My wife is in the verge of joining a lab in Heidelberg as a researcher (post doctoral fellow). What type of visa should she apply?

Also, wanted to know about my Visa application process and the eligibility to work in Germany? What type of visa should I apply and is it easy to get a spouse visa for Germany? Are there any privileges for researcher's spouse visa?

I have no clues about Germany and any feedback is welcome.

Thanks


----------



## Nononymous (Jul 12, 2011)

Caveat: I don't know how the process works in terms of applying for a visa at a consulate because, as Canadians, we enjoy the privilege of simply doing all this at the foreigners' office within 90 days of arrival.

That being said, the process should be very straightforward. Your wife would apply for a visa as a researcher ("Wissenschaftler"). This would then be converted to a residence permit once she's in Germany. There should be no difficulties with this. Hopefully the university can provide some assistance.
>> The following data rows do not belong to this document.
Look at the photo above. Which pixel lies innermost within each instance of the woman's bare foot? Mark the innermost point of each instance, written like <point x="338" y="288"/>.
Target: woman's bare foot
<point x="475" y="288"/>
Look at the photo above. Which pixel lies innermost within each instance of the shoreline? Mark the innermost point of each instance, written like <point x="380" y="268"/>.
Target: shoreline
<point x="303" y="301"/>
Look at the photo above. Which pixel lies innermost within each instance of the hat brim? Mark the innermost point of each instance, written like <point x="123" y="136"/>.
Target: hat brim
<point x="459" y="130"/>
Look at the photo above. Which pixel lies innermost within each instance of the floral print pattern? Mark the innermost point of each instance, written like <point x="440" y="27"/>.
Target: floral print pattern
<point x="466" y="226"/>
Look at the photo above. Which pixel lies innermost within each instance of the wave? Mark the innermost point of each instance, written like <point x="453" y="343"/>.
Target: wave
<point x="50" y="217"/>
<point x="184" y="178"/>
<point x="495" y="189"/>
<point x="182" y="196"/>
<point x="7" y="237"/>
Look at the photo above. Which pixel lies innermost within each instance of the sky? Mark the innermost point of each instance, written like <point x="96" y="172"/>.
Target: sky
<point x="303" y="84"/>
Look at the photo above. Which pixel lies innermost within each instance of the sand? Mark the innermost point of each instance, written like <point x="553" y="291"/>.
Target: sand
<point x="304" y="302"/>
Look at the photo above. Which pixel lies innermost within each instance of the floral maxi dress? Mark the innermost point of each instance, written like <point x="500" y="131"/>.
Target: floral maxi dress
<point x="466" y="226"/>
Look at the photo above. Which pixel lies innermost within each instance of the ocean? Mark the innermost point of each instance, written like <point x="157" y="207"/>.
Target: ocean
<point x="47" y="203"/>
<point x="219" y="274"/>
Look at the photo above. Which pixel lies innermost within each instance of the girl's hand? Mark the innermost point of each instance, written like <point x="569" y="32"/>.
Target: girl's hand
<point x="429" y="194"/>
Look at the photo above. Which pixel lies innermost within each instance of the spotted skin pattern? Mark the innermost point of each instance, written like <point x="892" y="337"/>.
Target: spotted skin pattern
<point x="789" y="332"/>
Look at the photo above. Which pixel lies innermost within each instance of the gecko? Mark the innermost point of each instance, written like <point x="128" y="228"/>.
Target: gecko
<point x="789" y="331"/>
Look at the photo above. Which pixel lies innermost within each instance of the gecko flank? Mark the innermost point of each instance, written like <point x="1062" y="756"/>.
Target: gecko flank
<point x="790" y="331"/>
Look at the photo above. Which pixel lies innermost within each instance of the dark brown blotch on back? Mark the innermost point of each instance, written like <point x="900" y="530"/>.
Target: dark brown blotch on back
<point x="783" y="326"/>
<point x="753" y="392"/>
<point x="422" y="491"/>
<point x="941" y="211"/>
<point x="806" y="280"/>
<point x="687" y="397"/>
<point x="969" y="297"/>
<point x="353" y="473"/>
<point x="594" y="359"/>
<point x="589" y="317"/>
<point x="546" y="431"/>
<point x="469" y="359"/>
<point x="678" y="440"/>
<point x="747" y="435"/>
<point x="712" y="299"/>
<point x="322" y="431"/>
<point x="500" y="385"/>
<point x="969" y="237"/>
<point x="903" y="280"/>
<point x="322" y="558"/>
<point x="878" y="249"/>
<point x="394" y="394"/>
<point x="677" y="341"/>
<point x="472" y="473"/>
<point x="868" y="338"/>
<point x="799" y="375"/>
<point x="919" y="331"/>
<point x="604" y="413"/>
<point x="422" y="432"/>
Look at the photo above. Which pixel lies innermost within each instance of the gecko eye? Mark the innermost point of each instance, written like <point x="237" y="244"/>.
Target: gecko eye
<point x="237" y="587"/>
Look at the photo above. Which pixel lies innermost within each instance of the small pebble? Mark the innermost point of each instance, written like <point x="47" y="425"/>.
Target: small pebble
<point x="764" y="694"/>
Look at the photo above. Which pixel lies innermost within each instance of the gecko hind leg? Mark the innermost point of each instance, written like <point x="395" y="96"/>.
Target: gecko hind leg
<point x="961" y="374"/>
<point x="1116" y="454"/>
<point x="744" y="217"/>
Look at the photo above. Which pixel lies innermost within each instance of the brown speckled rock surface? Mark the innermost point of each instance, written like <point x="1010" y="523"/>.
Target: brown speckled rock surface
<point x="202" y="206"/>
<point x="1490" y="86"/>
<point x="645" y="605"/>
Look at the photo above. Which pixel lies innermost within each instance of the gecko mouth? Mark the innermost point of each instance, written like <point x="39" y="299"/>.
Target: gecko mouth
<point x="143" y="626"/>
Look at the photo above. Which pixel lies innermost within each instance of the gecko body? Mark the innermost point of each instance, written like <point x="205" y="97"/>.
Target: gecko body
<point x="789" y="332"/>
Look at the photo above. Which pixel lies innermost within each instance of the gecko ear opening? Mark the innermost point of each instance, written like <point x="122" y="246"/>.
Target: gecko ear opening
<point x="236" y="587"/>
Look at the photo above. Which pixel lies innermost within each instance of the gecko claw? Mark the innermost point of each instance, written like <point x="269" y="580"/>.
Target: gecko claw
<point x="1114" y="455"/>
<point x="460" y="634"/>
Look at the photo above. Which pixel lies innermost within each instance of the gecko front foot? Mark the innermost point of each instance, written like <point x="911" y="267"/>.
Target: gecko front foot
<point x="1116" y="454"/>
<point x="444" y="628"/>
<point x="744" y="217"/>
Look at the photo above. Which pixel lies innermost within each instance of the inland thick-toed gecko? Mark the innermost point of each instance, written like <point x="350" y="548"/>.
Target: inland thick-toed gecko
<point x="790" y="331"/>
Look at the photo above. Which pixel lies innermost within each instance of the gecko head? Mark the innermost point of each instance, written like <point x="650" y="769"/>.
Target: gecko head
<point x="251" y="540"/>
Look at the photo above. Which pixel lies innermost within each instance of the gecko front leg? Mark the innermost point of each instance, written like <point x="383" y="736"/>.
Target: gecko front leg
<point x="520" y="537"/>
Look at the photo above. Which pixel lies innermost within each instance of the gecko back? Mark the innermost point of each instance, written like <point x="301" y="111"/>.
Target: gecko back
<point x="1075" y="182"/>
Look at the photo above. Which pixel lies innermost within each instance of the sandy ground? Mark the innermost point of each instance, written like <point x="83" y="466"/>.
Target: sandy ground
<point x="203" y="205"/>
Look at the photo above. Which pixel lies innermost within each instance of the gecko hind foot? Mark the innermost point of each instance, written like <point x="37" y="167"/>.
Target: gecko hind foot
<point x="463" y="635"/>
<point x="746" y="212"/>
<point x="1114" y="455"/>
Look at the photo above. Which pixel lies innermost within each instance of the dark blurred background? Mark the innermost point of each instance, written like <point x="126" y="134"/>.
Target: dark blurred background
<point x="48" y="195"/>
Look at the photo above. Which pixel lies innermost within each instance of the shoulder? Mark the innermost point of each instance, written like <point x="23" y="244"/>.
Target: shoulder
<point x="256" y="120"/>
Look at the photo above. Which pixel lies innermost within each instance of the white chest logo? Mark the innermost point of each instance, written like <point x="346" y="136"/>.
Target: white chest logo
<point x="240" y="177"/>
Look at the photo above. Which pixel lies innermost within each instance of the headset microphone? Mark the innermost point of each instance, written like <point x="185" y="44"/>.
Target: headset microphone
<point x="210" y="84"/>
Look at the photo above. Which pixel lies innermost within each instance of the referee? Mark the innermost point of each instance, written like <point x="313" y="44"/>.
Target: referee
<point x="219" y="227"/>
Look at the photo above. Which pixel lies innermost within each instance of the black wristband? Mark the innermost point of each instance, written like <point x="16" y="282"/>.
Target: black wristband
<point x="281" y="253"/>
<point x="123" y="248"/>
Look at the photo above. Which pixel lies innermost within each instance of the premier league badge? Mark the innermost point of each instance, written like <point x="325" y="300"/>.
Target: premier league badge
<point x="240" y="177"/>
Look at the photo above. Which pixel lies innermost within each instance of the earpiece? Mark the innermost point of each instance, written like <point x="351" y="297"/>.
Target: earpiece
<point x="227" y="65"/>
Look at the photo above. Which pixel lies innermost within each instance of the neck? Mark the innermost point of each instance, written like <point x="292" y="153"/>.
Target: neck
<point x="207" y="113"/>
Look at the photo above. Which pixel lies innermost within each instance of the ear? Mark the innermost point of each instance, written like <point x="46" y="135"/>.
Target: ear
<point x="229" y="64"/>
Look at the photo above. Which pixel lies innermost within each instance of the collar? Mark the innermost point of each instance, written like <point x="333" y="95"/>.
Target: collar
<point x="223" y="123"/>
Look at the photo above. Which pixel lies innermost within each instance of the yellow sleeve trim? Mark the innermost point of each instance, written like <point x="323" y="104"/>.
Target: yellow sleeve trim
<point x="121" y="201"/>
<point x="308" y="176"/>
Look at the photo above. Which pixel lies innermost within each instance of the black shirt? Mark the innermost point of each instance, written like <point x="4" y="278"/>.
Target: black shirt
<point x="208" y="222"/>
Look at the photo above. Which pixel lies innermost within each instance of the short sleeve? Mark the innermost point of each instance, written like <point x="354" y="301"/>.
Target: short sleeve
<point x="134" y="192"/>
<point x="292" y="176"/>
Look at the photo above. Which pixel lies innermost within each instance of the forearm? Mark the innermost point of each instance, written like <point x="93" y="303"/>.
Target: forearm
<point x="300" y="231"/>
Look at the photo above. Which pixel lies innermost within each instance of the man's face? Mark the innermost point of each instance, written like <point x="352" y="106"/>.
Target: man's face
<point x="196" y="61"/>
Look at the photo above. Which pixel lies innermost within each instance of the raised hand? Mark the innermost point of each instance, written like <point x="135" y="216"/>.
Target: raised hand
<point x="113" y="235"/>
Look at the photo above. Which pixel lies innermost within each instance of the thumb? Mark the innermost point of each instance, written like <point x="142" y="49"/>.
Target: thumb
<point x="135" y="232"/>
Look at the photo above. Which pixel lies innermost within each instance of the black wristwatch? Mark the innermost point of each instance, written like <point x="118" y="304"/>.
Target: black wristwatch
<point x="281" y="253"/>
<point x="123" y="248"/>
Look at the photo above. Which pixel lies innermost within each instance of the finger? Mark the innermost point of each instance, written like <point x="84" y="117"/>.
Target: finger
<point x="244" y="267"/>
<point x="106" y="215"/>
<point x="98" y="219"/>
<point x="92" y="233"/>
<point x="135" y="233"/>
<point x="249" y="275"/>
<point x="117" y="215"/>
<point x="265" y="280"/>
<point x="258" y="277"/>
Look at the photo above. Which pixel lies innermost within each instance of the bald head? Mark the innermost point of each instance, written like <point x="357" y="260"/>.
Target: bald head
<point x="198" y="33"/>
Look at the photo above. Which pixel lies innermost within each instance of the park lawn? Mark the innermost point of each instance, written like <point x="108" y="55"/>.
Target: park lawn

As a spouse, you would be entitled to a residence permit if your wife's stipend was sufficient to support both of you. You would both require health insurance, which may be covered by her post-doc.

However, as a spouse you would not automatically be granted the right to work. If after arrival you found a job in Germany, you could then apply for a work permit, but would have to pass the usual labour-market tests to ensure that an EU citizen couldn't do the job. (Your chance of success depends very much on what it is you do. If you are a programmer, likely not difficult. If you are a construction worker, not so easy.) You could look for a job before coming to Germany, but you'd need to apply for a work visa at the consulate; it's probably easier to first gain legal residence as the spouse of a researcher, then apply to change your status once you have a job offer.

If you can continue working remotely for an employer at home - not uncommon for people in the IT world who join their spouses abroad - then legally you should have a work permit and pay German taxes and all that. However, it's not easy to detect so if you're only staying for a year or two, chances are you could do this under the table without any problems.


----------



## Bevdeforges (Nov 16, 2007)

I'm not sure if Germany has a specific "researcher" visa. However, I would think that the institute that is hiring her should be involved in obtaining the proper visa for her (as it is actually a sort of cross between a work visa and a student visa). 

She should ask the institute first how they advise her to proceed (including the dependent visa for you).
Cheers,
Bev


----------



## Nononymous (Jul 12, 2011)

Bevdeforges said:


> I'm not sure if Germany has a specific "researcher" visa. However, I would think that the institute that is hiring her should be involved in obtaining the proper visa for her (as it is actually a sort of cross between a work visa and a student visa).


The Germans do list researcher/academic as a specific criteria for obtaining a residence permit. You even go to a distinct section of the Ausländerbehörde, where you are generally treated relatively nicely. 

That being said, I don't know what one would do for a visa, prior to departure. But the consulate would certainly know.


----------